Alex Cross is a a film based on a series of books by James Patterson. A series of books - KERCHING! The film follows a homicide detective, Alex Cross (Tyler Perry) who lives a happy life in Detroit with his wife, Maria (Carmen Ejogo), their children and thier Grandmother, Nana Mama (Cicely Tyson). Lead by Richard Brookwell (John C. McGinley), his long standing partner since school, Tommy Kane (Edward Burns) and their colleague, Monica Ashe (Rachel Nichols), the team soon start investigating some terrible torture murders. The murderer is soon nicknamed Picasso (Matthew Fox), because he keeps leaving drawings of his victims behind with clues as to who is going to be next. They soon make a link that the murders are revolving around German Businessman, Erich Nunmacher (Werner Daehn) and billionaire CEO, Leon Mercier (Jean Reno) and plans to attack them at a public conference. When the Picasso murders turn personal against Cross and his partner Kane, they vow to hunt down and kill the Picasso killer, even if it means putting their own lives on the line.

Alex Cross is a film that barely makes any kind of impact. I haven't read the original source material, but doing a slight bit of research online reveals how loosely the film is actually related to the book series and how many changes the filmmakers actually made makes me think that this is a film version in name only. If you have to change character names and motives for their actions, then why not make your own film? Having said that, the plot for this film felt more like an idea for a TV pilot rather than a film. There was hardly any big set pieces that set this film out from small screen adaptations (such as 24 or Dexter) and most of the conflict came from the characters.

Which brings me onto my next point, the casting for this film was completely off. Tyler Perry felt like he was being forced to do this film and had zero chemistry with his on-screen wife, Carmen Ejogo or his life-long partner, Edward Burns. It was like they barely knew each other, yet Perry's character was supposed to be having his third child with his wife and had known his work partner since they were at school together. When Perry and Burns were exchanging lifelong memories in the many downtime moments in the film, it felt like they were just going through the motions of the words written in the script rather than having any emotional investment. I guess it just made it so obvious after seeing End of Watch, a film which has many flaws of its own but got the on-screen chemistry of its leads spot on.

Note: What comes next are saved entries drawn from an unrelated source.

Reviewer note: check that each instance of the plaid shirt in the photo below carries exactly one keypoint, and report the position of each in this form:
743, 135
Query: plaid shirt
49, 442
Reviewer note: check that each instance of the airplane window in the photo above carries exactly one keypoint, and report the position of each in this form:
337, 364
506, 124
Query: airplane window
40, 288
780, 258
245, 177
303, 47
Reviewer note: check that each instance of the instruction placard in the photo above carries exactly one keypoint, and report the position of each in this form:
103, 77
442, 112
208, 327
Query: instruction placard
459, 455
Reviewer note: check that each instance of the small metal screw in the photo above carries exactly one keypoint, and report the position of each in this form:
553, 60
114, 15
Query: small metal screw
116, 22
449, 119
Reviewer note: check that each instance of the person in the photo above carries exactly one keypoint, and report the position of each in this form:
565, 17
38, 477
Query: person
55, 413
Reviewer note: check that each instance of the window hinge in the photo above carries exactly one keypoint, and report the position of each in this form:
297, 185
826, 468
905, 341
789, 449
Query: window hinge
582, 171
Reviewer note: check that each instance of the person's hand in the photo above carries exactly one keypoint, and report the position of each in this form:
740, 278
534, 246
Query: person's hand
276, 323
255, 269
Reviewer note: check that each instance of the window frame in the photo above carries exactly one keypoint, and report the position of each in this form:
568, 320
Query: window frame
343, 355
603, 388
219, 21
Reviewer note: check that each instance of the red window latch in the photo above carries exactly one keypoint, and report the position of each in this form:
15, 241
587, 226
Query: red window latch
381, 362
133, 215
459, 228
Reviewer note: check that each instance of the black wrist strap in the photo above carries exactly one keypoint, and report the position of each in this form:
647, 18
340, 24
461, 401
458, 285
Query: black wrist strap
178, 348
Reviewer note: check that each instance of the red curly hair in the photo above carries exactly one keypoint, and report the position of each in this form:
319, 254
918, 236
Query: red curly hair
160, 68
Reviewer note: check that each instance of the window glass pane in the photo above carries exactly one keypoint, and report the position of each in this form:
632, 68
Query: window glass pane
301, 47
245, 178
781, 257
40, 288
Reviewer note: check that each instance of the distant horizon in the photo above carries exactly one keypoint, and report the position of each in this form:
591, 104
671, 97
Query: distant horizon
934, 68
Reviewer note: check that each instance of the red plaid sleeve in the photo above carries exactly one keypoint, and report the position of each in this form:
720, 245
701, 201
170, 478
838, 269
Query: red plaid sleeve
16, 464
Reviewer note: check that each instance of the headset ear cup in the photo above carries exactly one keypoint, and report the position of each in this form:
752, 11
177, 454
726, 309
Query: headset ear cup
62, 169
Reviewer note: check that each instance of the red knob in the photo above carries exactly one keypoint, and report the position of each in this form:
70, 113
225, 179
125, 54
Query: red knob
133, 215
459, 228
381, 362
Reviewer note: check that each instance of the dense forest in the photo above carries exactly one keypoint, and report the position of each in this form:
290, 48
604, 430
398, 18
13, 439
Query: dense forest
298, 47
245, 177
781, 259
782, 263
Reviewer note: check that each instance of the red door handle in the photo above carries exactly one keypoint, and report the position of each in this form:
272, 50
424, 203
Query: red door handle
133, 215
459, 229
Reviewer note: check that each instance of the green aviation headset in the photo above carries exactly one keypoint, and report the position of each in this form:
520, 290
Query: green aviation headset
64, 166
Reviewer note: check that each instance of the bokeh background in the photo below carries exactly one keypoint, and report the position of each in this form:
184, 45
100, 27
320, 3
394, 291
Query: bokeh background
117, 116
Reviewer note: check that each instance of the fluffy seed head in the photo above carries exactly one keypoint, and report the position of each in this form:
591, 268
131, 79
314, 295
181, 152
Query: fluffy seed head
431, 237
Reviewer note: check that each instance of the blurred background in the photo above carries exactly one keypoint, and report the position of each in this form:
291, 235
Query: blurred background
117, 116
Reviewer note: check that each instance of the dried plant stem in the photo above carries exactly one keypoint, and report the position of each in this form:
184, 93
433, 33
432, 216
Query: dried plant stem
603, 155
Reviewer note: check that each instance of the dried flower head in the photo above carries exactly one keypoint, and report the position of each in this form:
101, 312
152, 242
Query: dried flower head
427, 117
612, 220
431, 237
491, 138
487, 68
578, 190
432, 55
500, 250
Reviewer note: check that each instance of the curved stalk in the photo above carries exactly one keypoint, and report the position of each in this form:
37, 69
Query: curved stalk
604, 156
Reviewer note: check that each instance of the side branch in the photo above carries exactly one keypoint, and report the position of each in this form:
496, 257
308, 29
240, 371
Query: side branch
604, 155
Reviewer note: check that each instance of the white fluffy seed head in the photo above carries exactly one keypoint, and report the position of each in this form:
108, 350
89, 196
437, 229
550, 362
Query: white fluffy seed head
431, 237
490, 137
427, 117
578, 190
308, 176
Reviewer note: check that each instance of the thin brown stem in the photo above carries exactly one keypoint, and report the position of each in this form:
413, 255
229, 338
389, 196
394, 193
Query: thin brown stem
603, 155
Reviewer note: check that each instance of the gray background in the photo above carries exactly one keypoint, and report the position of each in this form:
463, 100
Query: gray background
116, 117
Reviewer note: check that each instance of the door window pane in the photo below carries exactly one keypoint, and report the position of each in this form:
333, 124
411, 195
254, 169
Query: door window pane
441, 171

Which brings me onto my next point, for an action/thriller film there were certainly plenty of boring moments. It felt like every single scene was entered too early, providing the audience with too much bogged down dialogue which didn't push the plot or characters forward. Banter in the car between Perry and Burns in the car before they got to the first Picasso crime scene was boring and dull. Any date nights and dialogue between Perry and Ejogo were boring and lacked any spark. The woman was pregnant for crying out loud, yet Perry didn't seem to have much of a reaction (I know it was going to be his third child with her, but still!)

Finally, the worst point of Alex Cross was the fact that when the film finally did pick up in the third act, the camera work was so damn shaky that you could literally see nothing that was happening. I'm all for shaky, hand-held camera work when necessary - heck, I could even stand a bit of the Bourne Identity's most shaky moments - but Alex Cross was so shaky that it was almost like it was trying to hide some bad production values or direction. With an ending reminiscent of Beyonce's so-bad-its-good thriller Obsessed, where the villain is left hanging from a damaged ceiling, not even then could it rack up the tension. Which is strange, because at the mid-point of the film, two successive events happen so quickly that it was easy for the film to create an atmosphere of "anything could literally happen" and "anyone could die at any minute". However, the third act is so paint-by-numbers that this is quickly diminished.

So, Alex Cross is a film that lies to its audience in the first instance by promising them an adaption of a book series, but actually delivers something else. It then disappoints its audience by being a lacklustre action film and a boring thriller film. It just fails on all accounts.